The first thing I managed to do was to shut off the hard drive without unmounting it correctly from OSX. I got the warning et all, but well, done is done. It was stupid, I know. Starting out with messing up everything. So what happened? Well, the next time I tried to get OSX to find my hard drive, by inputing the USB connection and switching on the power. Nothing happened. The drive would spin up, but no mount points or nice icons on the desktop. After some investigation I found that the Disk Manager HANGS when the LACIE is turned on and connected. I also found that when I switched the power off, my console says something about not being able to repair disk /dev/disk2s1. Interesting. After a few hours investigation on the Internet I despaired, and decided to try my own ingenuity instead.

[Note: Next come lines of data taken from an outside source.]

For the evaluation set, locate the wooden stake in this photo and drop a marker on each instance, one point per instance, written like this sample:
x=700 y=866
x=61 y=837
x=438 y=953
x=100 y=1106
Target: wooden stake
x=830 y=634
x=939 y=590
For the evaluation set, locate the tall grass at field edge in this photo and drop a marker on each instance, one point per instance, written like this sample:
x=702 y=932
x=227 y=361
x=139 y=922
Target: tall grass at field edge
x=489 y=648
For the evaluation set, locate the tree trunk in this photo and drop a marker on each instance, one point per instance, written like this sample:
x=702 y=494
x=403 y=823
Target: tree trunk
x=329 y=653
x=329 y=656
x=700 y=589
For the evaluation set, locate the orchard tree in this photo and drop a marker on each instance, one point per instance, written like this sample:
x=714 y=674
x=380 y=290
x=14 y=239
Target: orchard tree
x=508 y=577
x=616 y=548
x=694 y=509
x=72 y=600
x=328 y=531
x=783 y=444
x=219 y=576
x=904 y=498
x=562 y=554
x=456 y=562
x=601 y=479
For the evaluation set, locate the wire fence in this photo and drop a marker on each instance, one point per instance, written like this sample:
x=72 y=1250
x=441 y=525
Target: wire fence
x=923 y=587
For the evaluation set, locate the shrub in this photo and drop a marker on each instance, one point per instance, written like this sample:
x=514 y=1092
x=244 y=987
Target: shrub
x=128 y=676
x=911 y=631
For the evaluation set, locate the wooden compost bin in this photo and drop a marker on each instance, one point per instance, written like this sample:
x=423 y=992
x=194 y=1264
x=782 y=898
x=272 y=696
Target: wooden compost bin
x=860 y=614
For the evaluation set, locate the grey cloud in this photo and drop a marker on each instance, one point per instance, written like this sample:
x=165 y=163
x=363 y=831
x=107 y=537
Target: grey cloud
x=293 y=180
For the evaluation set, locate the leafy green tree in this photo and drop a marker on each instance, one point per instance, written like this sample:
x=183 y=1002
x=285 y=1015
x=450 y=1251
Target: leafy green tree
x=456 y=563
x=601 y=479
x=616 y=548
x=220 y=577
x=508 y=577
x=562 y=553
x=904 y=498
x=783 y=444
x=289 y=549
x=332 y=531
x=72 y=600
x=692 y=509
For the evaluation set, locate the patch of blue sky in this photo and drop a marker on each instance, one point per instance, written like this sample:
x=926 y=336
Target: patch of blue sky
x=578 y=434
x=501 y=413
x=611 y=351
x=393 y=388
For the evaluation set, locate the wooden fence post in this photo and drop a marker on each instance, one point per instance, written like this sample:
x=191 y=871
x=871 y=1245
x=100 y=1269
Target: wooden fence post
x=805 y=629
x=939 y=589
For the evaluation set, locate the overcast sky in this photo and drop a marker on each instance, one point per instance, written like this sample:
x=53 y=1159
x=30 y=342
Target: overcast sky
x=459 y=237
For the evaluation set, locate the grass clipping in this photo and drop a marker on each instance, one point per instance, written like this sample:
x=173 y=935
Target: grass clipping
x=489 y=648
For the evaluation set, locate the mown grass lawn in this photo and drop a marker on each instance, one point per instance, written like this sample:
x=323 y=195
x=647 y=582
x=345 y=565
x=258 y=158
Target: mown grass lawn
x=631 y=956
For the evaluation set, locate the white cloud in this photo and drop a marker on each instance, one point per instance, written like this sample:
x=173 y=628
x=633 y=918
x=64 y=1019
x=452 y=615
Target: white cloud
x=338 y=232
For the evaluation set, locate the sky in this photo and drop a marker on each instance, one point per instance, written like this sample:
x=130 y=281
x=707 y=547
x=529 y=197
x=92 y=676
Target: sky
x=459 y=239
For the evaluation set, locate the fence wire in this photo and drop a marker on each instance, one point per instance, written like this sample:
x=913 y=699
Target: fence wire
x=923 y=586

I won’t tell you about everything I did to find this solution. It would get severely boring very fast. So, here is the solution:

1. Attach the device and turn on the power.
2. Open up a terminal and create a new directory in /Volumes, (eg sudo mkdir /Volumes/LACIE2).
3. Mount the drive explicitly on this mount point (sudo mount -t msdos /dev/disk2s1 /Volumes/LACIE2).
4. Delete ALL .DS_Store files on the disk (cd /Volumes/LACIE2; find . -name ‘DS_Store’ -exec rm -rf \{\} \;).
5. Wait for a while. At this point you should have two LACIE drives on your Desktop, one fake and one real. Unmount the real one by dragging it to the trash can.
6. Turn of the external hard drive, or detach it.
7. Reboot.
8. Attach/Turn on the external hard drive.

This is a process that works for me, and my drive is now back to working mode. It seems that OSX stores some information in the DS_Store files somewhere on the disk that got corrupted for me. Hopefully this information can help someone else with the same problem.